# Want to buy sheets of D3o for custom padding...



## bamfb2 (Mar 16, 2011)

...any one know if this is possible? I know D3o doesn't sell directly to the end user.

I want to cut up the material and make custom padding.

The best I can find is this (I'd prefer larger sheets):


----------



## ARSENALFAN (Apr 16, 2012)

What are you planning on doing? Wrapping it around your Johnson?


----------



## bamfb2 (Mar 16, 2011)

ARSENALFAN said:


> What are you planning on doing? Wrapping it around your Johnson?


Million dollar idea there. Pig in a blanket.

Nah, I like to customize my body armor. Adding or removing pads and the like.


----------



## Gdog42 (Nov 11, 2012)

It would probably be cheaper and easier to just buy Demon's FlexForce D3O.

http://www.demonsnow.com/store/DS1630%20Flexforce%20X%20d3o

It has D3O protection and the pads are removable so you can customize it. The same is with a lot of Demon's protection products so check them out. They might have what you're in need of. :thumbsup:


----------



## saltywetman (Feb 20, 2013)

just heads up, i don't think every padded area uses d3o for demon products. 

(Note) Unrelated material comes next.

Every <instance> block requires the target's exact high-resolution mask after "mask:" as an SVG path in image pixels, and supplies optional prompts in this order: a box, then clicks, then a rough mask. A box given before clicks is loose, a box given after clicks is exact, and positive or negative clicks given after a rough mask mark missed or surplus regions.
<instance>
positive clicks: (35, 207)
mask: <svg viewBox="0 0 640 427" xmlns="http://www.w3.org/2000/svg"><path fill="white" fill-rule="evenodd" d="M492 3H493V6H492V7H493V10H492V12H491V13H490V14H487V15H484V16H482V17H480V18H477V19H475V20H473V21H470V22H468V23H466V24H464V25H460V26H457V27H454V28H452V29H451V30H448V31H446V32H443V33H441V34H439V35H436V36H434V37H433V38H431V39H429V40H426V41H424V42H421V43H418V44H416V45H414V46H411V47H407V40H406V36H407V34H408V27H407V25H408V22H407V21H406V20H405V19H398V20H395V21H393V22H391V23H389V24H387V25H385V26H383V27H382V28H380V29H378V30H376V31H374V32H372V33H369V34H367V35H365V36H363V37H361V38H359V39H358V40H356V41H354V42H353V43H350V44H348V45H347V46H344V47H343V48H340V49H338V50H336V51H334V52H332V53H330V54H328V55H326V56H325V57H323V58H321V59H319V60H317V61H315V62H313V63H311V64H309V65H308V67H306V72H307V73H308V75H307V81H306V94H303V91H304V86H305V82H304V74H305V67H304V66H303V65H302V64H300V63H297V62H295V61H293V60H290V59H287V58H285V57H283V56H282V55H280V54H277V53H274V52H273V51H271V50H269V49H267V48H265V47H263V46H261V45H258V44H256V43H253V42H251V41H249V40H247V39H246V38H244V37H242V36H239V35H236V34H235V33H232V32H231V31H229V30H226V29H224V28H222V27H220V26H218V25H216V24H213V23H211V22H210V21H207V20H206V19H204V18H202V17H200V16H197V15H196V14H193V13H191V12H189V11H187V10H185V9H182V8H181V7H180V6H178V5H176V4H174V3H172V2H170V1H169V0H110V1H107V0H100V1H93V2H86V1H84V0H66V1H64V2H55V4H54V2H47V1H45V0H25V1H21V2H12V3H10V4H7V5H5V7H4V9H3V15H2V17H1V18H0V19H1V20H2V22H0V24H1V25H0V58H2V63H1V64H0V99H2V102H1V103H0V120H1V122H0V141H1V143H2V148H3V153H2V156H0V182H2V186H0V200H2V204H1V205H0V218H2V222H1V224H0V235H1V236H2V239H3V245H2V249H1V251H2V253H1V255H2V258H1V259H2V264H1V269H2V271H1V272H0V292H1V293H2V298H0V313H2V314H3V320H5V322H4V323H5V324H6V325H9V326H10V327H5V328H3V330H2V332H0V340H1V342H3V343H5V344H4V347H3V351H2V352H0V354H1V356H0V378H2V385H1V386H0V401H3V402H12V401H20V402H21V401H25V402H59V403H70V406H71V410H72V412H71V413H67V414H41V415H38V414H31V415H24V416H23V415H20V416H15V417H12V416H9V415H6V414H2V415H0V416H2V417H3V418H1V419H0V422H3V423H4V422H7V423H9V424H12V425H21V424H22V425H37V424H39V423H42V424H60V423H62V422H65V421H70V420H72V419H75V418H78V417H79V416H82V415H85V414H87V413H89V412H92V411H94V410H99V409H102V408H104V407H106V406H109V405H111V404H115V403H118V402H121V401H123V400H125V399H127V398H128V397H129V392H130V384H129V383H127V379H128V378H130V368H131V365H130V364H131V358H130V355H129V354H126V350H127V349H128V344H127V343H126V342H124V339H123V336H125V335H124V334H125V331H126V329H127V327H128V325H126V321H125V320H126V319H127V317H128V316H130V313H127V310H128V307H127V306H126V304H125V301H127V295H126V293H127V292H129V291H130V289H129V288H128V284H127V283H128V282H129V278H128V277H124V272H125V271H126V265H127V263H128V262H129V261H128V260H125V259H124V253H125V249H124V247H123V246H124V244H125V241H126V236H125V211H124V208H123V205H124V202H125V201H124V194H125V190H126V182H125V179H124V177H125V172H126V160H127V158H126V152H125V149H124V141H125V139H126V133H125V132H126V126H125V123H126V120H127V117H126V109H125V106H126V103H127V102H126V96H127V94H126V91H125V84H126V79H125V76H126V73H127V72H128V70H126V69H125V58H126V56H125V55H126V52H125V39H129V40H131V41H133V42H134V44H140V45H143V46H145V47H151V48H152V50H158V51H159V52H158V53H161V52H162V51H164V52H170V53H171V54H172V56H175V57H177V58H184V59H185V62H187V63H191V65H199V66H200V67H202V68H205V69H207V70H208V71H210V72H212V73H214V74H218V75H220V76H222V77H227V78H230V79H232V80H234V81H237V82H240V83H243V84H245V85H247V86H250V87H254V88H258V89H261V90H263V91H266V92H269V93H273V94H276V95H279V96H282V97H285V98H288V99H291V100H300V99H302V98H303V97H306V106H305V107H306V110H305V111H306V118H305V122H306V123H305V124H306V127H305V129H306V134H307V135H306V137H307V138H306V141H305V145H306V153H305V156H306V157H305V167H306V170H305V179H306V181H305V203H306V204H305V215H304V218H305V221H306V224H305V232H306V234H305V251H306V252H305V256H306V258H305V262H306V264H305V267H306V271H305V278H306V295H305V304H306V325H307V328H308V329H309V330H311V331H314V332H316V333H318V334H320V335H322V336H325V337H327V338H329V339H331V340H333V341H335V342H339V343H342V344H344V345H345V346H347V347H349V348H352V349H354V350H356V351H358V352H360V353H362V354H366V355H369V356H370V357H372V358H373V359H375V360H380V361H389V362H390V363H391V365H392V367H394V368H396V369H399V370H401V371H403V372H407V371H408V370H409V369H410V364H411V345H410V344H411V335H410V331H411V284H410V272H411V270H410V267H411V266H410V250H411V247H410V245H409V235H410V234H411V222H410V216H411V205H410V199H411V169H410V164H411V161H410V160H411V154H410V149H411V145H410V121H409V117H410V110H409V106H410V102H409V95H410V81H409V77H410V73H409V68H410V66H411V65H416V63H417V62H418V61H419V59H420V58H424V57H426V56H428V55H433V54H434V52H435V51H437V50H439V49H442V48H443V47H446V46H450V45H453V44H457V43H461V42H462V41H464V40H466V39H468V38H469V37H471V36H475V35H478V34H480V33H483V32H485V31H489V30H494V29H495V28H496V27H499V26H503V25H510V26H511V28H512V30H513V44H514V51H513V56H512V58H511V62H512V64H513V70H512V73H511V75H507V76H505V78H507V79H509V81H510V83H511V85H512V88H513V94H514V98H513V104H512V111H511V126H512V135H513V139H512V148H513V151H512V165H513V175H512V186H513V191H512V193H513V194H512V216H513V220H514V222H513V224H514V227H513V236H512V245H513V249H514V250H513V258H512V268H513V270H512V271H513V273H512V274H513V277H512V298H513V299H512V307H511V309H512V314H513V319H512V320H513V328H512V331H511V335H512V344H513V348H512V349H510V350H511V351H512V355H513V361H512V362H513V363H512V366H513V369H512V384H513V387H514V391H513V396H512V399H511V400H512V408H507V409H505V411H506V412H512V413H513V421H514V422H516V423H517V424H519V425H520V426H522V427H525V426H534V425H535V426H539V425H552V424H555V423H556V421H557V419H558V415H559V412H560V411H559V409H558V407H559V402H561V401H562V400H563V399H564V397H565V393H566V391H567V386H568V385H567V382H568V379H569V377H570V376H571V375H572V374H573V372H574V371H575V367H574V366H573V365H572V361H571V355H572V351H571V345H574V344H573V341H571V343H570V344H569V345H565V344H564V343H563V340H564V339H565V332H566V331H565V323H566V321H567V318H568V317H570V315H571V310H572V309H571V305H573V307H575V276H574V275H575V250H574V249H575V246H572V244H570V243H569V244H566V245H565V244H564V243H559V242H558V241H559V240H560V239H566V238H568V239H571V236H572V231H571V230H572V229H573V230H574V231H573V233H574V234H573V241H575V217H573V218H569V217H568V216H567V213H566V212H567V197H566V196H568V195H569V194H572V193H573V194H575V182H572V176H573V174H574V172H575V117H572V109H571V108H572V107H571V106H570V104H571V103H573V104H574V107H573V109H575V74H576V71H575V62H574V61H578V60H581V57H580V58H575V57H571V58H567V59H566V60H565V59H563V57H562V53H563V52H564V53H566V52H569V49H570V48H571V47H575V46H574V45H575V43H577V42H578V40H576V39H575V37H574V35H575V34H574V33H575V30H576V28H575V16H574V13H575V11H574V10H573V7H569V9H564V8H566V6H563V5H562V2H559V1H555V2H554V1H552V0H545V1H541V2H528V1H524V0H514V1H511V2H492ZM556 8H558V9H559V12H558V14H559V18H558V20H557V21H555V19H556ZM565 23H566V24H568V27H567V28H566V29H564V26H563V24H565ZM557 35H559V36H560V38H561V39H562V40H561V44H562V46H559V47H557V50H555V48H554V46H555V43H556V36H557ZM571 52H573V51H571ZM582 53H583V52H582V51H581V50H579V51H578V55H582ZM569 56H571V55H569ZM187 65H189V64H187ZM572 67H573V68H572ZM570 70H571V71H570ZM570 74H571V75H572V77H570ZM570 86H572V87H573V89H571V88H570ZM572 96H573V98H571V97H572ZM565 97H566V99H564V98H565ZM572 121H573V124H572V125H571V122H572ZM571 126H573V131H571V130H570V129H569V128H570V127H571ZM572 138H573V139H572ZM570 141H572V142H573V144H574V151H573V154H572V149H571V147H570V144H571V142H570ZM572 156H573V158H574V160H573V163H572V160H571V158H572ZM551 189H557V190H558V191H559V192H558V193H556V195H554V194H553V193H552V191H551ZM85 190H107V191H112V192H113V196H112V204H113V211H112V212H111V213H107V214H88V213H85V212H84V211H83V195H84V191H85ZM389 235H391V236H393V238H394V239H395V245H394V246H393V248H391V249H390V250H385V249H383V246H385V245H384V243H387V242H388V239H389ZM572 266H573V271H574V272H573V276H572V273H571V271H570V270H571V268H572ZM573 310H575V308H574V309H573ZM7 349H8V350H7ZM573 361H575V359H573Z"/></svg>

I believe for the shorts only the tailbone area uses d3o while the other padded areas are foam. for the top i read the spine and elbows have d3o while other parts are foam as well. Just watch the product videos before making your purchase because the guy goes into pretty good detail as far as what type of padding is where


----------



## UltimateHero (Jun 16, 2015)

*I'm trying to do the same thing*

I know I'm late to reply but have you found any success yet? What have you made till now?


----------



## cookiedog (Mar 3, 2014)

You know I was wondering the same. But I also want to know it's possible to thermomold it somehow to give it a custom shape..


----------



## UltimateHero (Jun 16, 2015)

cookiedog said:


> You know I was wondering the same. But I also want to know it's possible to thermomold it somehow to give it a custom shape..


We should come together and build a custom armor, d3o padding all over! Any ideas how can we melt the d3o pads and mould it back?


----------



## snowklinger (Aug 30, 2011)

How did we get a rez fair thread in here?


----------



## ytdf5drd (Jan 28, 2017)

Could you tell me where you found that one and where to buy it?


----------